Actually Tom, maybe you can enlighten me about something. A basic back of the envelope calculation would suggest that at least 10% of the world economy is associated with providing energy (based on how much I think I pay for various different forms of energy). Given that, we’re spending about $7 trillion per year on energy. Hence, if we think $14 trillion per year could allow us to transform to a low carbon economy, we’re at roughly a factor of 2. Given various uncertainties, maybe one could argue that it ultimately sounds like it would end up being about the same. Of course, this is my basic – probably wrong – calculation. Maybe you have more insight with regards to this.
Any attempt at mitigation is futile while China and India are going full steam ahead with coal fired power. All of our reductions will be more than offset by their increases. It’s a lot of financial pain for no climate gain. Take a serious look at the emissions growth for these two countries and you’ll see that it’s not possible for us to stabilise global CO2 levels, regardless of the cuts we make. 50 to 1 may be a fair long term estimate as we’re going to be constantly urged to throw more and more money into this money-pit.

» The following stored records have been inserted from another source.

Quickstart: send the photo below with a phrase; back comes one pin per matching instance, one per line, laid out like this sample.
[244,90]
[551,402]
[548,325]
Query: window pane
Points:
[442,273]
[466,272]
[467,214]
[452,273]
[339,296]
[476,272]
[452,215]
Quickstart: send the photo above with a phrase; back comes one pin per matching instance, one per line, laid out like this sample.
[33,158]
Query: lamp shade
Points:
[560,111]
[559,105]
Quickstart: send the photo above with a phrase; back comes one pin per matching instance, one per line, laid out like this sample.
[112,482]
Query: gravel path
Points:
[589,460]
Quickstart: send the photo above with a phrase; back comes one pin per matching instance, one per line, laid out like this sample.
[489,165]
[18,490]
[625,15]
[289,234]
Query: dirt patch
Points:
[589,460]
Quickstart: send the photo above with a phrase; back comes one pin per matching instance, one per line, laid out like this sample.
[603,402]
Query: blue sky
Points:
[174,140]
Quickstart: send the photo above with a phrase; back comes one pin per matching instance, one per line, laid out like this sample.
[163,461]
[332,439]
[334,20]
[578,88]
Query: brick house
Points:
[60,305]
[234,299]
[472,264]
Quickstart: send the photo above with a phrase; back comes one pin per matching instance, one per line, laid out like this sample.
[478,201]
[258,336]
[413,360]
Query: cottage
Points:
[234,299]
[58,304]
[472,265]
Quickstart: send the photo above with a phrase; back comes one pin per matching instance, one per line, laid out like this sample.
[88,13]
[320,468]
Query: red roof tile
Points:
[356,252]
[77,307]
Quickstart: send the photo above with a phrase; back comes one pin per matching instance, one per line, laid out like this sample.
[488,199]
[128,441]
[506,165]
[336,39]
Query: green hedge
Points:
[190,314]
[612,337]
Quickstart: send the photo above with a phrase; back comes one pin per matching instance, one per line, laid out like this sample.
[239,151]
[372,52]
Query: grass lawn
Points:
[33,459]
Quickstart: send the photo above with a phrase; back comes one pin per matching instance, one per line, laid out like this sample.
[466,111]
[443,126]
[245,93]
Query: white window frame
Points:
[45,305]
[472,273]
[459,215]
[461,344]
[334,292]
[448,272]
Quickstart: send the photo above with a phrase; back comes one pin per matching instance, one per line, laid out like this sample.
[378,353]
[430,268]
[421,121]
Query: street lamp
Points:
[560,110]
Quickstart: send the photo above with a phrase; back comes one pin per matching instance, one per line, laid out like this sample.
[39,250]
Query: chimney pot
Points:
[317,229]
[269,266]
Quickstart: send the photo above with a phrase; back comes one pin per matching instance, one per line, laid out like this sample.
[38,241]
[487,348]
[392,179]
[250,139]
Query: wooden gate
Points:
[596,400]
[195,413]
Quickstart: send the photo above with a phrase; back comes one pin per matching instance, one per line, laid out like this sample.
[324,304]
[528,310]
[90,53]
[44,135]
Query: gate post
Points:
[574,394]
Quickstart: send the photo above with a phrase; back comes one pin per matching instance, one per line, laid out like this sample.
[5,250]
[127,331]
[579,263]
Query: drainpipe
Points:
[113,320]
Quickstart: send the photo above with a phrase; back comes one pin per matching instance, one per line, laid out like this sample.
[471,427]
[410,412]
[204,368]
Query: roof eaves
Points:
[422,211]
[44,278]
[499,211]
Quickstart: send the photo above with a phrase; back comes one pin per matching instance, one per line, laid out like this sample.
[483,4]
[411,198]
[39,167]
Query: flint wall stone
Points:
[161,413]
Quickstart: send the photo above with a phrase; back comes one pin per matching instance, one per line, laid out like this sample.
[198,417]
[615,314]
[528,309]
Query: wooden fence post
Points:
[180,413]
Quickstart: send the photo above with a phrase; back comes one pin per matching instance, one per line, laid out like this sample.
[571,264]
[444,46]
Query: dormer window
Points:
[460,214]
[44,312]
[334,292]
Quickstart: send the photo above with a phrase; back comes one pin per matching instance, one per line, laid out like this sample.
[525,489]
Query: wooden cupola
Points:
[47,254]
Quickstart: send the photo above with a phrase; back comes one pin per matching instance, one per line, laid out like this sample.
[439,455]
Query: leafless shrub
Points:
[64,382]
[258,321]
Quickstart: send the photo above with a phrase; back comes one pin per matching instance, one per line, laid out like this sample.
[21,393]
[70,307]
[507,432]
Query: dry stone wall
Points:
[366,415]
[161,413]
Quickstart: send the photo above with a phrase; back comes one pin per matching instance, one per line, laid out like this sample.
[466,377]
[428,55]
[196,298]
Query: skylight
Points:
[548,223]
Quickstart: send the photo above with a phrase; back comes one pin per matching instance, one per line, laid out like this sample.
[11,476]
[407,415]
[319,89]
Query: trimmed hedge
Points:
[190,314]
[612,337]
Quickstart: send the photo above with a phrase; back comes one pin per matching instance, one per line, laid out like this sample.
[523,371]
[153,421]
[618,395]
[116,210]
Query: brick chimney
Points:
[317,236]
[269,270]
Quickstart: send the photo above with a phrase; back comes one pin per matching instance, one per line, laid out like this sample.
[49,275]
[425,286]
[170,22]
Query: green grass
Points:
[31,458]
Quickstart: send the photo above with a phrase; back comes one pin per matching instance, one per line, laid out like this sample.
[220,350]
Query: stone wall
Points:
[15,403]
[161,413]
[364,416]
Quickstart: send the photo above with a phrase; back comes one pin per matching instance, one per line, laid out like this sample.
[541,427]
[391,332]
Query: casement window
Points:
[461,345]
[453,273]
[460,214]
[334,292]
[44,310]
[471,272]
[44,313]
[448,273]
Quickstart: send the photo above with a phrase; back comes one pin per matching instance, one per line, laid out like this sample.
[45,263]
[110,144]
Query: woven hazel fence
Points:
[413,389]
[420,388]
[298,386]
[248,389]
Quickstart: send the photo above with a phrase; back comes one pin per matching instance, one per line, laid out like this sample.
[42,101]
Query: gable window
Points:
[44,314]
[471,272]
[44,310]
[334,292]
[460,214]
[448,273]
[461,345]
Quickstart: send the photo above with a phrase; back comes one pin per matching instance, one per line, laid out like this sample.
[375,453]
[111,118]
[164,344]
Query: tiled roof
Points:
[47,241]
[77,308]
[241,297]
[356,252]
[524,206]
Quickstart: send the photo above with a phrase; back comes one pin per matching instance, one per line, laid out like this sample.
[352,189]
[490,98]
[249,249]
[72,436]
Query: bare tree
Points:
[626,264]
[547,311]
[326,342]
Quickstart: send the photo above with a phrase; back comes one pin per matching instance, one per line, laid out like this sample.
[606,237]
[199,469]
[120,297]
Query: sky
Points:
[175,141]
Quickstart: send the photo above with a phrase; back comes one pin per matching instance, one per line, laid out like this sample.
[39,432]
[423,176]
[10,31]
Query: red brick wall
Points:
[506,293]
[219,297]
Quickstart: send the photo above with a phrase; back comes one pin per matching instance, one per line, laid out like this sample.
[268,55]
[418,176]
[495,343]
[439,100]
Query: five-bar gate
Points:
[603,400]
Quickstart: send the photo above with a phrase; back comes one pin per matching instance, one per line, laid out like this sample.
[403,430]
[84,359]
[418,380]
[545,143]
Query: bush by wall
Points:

Doing nothing costs nothing, which means plenty of money available for adaptation, and then we’ll only need to spend money on the actual necessary adaptations.
You’re assuming, of course, that spending anything on mitigation is absolutely wasted rather than potentially developing new technologies, creating jobs and advancing our economies.
Do nothing costs the earth.
Indeed, that’s the concern. There was a quote in hotWhopper comment, attributed to George Carlin, that went “The planet’s fine. It’s the people who are f**ked”.